Buying your first home in the next year or so? Prepare yourself by knowing how much house you can comfortably afford. That will narrow your focus so you can house-hunt more effectively. Here are three steps to help you pinpoint how much house you can afford.

Step 1: Calculate an affordable mortgage

Use Genworth Canada’s What Can I Afford Calculator to figure out how much mortgage you can afford.

As an example, using the calculator’s affordability formula, the average Canadian homeowner might consider a surprisingly modest mortgage: $196,776, with monthly payments of $1,003.

The example above was calculated using Canadian averages and data typical to many first-time homebuyers:

  • An annual household income of $76,550 (Statistics Canada’s 2013 Canadian median)
  • Monthly debt payments of $1,165 (the Canadian average, according to a June 2015 poll by one of the major banks)
  • A 5-year mortgage rate of 3.7% (fairly standard for buyers with moderate credit and a down payment of 5% of the purchase price)
  • A 25-year amortization period (the maximum allowed on home purchases with down payments of less than 20% of the purchase price)
  • A monthly heating bill of about $125
  • No condo fees
  • An annual property tax of about $3,100 (Toronto’s approximate annual property tax on a home costing $440,000, the average price of a Canadian home in mid-2015)

Your real-world affordability may be lower if you have above-average debt, significant household expenses (daycare is a huge one for many young families), or if you’re self-employed and have unpredictable income.

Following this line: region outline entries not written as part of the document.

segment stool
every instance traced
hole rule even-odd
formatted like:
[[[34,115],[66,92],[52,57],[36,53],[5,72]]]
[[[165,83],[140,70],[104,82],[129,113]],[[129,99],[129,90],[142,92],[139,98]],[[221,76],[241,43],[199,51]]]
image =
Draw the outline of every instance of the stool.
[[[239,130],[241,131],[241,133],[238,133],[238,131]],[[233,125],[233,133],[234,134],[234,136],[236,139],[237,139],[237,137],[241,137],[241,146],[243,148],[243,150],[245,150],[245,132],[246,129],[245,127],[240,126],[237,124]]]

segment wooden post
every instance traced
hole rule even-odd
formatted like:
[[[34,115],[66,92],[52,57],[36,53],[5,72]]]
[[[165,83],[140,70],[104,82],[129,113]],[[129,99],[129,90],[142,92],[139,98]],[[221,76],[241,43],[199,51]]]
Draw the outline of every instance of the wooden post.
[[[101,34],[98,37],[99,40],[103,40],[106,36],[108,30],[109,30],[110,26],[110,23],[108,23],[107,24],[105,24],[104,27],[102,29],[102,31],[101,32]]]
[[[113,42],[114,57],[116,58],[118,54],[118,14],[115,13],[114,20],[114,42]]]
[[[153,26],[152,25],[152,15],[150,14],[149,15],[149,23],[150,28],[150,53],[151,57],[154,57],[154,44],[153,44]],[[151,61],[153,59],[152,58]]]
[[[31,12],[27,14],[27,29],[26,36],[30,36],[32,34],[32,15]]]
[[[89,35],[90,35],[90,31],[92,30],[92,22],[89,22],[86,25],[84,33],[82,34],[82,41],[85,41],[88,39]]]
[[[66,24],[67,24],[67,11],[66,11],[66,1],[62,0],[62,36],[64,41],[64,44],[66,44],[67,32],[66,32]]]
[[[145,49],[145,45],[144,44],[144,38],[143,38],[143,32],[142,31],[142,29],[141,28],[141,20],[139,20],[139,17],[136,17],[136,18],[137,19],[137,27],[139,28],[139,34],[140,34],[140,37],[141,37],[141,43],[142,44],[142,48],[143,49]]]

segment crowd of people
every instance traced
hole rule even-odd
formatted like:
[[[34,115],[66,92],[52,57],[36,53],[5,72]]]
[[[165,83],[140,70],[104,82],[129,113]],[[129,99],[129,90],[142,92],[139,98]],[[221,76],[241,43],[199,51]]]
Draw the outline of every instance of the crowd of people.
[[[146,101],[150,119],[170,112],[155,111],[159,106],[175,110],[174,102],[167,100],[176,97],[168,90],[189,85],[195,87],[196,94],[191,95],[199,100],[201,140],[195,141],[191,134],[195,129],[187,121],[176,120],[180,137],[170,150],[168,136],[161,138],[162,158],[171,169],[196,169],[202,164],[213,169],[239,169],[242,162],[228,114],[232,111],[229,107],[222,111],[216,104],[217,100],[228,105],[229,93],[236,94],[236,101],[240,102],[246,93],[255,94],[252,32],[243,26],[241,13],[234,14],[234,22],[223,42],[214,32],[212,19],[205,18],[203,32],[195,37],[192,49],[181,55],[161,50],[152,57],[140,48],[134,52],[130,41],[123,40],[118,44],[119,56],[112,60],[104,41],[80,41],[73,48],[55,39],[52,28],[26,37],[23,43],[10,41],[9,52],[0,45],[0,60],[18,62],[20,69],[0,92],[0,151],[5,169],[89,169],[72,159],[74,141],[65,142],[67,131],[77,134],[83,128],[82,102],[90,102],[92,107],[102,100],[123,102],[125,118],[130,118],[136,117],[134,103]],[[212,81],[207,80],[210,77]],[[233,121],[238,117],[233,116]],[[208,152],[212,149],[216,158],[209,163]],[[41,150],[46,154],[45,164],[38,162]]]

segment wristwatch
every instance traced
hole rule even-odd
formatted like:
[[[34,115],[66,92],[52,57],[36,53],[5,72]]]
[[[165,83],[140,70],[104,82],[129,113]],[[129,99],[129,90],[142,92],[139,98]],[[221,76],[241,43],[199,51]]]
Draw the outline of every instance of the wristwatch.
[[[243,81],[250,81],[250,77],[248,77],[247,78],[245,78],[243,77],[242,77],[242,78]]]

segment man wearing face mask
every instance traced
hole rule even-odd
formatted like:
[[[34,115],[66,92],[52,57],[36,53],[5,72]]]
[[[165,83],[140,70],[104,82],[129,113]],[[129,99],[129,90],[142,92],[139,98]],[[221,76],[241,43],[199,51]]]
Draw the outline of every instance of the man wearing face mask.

Be honest about how much mortgage you can comfortably carry – an amount that leaves room for other expenses and potential lifestyle changes (i.e., children, education costs, caring for an aging parent, going back to school, buying another car and so on). Consider those factors to avoid overextending yourself on a barely affordable property.

Step 2: Figure out how much you can spend on a property

The next step is figuring out how much you can spend on your home.

Based on that typical mortgage of $196,776, your home could cost anywhere from $207,000 (with a 5% down payment of approximately $10,350) to considerably more. It all depends on how much you’ve saved for a down payment.

In many Canadian markets, $207,000 doesn’t buy much house. Clearly, one of the most important factors in buying the most house while maintaining affordability is making the largest possible down payment. (With $60,000 saved, for instance, you can afford a $257,000 house with that same $196,776 mortgage.)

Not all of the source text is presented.